The general public has had the ability to join the conversation at newspapers (and magazines) for years through letters to the editor even if the online community believes this to be a new phenomenon, exclusive to themselves. To their credit, editors publish letters that present both supporting and contrary points of view — just like a normal conversation would.

The process of having a letter to the editor printed includes an editorial review which selects the letters that present an intelligent argument or thought in a productive way, and may also involve the refinement of the letter in a way that includes both the author of the letter and the editor of the newspaper. There are many logical and obvious reasons for this approach including the fact that there is a finite amount of space on the printed page.

Comment moderation on a forum, blog or podcast site isn’t even a distant cousin of the newspaper approach.

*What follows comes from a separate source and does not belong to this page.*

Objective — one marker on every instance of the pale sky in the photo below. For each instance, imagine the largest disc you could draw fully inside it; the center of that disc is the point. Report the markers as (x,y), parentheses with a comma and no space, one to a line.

There is a lot of pressure in the online community to not moderate comments in favour of letting people share their uncensored, unrefined and kneejerk thoughts. Ms. Blatchford correctly points out that this typically leads to a ‘brief, ungrammatical shouting match‘.

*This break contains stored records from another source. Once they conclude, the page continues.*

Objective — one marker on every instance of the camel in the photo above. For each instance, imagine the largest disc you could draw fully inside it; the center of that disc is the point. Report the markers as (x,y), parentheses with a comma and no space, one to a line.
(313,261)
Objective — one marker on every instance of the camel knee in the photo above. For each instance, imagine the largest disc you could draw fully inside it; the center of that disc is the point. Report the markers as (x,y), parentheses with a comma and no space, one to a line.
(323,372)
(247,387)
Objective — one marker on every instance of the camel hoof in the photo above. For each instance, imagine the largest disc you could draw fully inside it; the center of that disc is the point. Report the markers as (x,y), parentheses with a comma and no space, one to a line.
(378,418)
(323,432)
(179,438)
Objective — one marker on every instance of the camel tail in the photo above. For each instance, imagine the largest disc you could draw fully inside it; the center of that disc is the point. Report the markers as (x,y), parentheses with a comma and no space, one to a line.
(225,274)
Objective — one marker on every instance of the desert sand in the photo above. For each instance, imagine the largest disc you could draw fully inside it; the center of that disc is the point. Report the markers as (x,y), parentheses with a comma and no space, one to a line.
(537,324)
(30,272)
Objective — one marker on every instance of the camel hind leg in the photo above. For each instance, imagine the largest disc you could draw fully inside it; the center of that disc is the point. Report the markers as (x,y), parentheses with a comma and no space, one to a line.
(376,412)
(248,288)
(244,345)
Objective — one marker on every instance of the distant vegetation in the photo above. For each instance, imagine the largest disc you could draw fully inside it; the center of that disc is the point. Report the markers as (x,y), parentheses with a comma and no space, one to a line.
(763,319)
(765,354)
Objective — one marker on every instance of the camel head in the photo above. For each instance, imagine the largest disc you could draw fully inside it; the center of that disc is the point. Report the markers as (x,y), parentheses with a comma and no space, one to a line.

In the race to be heard online, the favoured approach has become being the contributor that ‘yells’ the loudest — intelligible or not. Website owners would never dare to suggest working with the commenter to make their comments more productive. It’s socially unacceptable and has become an unwritten yet well known rule. Even if that approach were acceptable, most site owners don’t have the time to take that upon themselves, much less do it without consulting with the contributor.

I don’t expect that there will ever be a happy medium to this conundrum and that’s why many journalists won’t take to blogging even if their employer allows and encourages it. It may also be the reason behind the increasing number of newcomer-bloggers that don’t allow comments or provide contact information on their sites. Commenters no longer need the cooperation of the site owner since they can post their own points or counter points on their own sites.

The challenge for newspapers is to find a way to evolve their approach to conversation management from the printed page to the online world — becoming more responsive and yet still working within the ever evolving and increasingly bootstrapped revenue models.